The July natural gas futures contract enjoyed a bit of a rally in morning trading before knee-jerking lower following the news that 99 Bcf was injected into underground storage for the week ending June 4. After one more run higher, the prompt-month contract ended up closing out the regular session at $4.647, down 3 cents from Wednesday’s finish.

After trading as high as $4.759 prior to the 10:30 a.m. EDT data release, July futures reached the day’s low of $4.628 immediately following the report, which was deemed bearish. Shortly thereafter the bulls made one more run, resulting in the day’s high of $4.808 before values dropped once again.

“The DOE reported a larger-than-expected 99 Bcf net injection to U.S. natural gas storage for last week, also on the bearish side of the 95 Bcf five-year average for the date,” said Tim Evans, an analyst with Citi Futures Perspective in New York. “The week included the Memorial Day holiday, and so this may have had a larger-than-expected impact on demand. Overall, it swings the pendulum back in a bearish direction with regard to the underlying supply/demand balance, correcting sentiment relative to last week’s bullish surprise.”

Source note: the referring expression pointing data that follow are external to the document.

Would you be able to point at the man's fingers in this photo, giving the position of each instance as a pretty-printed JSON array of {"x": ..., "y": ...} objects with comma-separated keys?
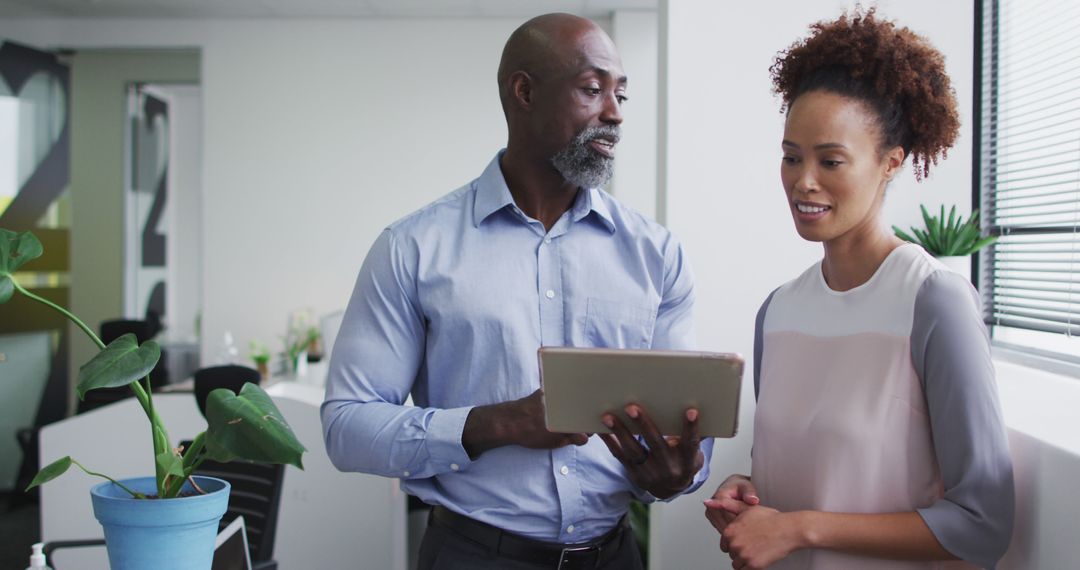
[
  {"x": 613, "y": 446},
  {"x": 690, "y": 440},
  {"x": 578, "y": 439},
  {"x": 716, "y": 520},
  {"x": 632, "y": 450},
  {"x": 747, "y": 492},
  {"x": 648, "y": 428},
  {"x": 727, "y": 504}
]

Most industry expectations were for an injection in the low 90s Bcf, while Bentek Energy’s flow model projected a 97 Bcf build. While larger than the five-year average injection, the actual 99 Bcf build was 10 Bcf smaller than last year’s 109 Bcf injection for the similar week.

Analysts were quick to rally around this point. “The market anticipates that the industry will likely begin to build a year-on-year storage deficit beginning this month.and we don’t disagree,” said Teri Viswanath, an analyst with Credit Suisse. “Given the early weather forecasts calling for warm temperatures throughout the South, we think that it is quite possible that a storage deficit will build through August, providing near-term support for natural gas prices. However, we expect robust inventory builds in September and October to restore ending storage levels back to year-ago levels.”

Viswanath noted that while the EIA now anticipates that 166 Bcf of production will be shut in in the Gulf of Mexico at a -0.54 Bcf/d pace due to the active 2010 Atlantic hurricane season, the substantial increase in onshore production of 1.79 Bcf/d should more than offset this lost production for the remainder of the year.

As of June 4, working gas in storage stood at 2,456 Bcf, according to EIA estimates. Stocks are now 28 Bcf higher than last year at this time and 310 Bcf above the five-year average of 2,146 Bcf. For the week the East Region injected 53 Bcf while the Producing and West regions added 28 Bcf and 18 Bcf, respectively.

Heading into Thursday’s trading, analysts admitted that Tuesday and Wednesday were disappointments for the bulls, but nonetheless see the market holding its ground before a move higher. Peter Beutel of Cameron Hanover says prices may be “in the middle of a correction [and he] would not be surprised to see producer hedging and speculative profit-taking pull prices back towards the $4.25-4.50 area. But we would expect them to stabilize and gather strength for an attempt on resistance at $4.95-5.00 over the following sessions. The technical breakout last week was a very strong one on the charts.”

Technical analysts see the bears needing to prove their case of a seasonal decline. Brian LaRose of United-ICAP suggests “two key support zones must now be broken to confirm a seasonal decline is under way. First up [is] $4.610-4.491. A close below this zone would void the case for a five-wave advance to the $5.230 area. Second [is] $4.063-3.985. Sink decisively below this zone and there is no case for any further upside. If the bears are successful $3.200-2.956 will be our target for late August.”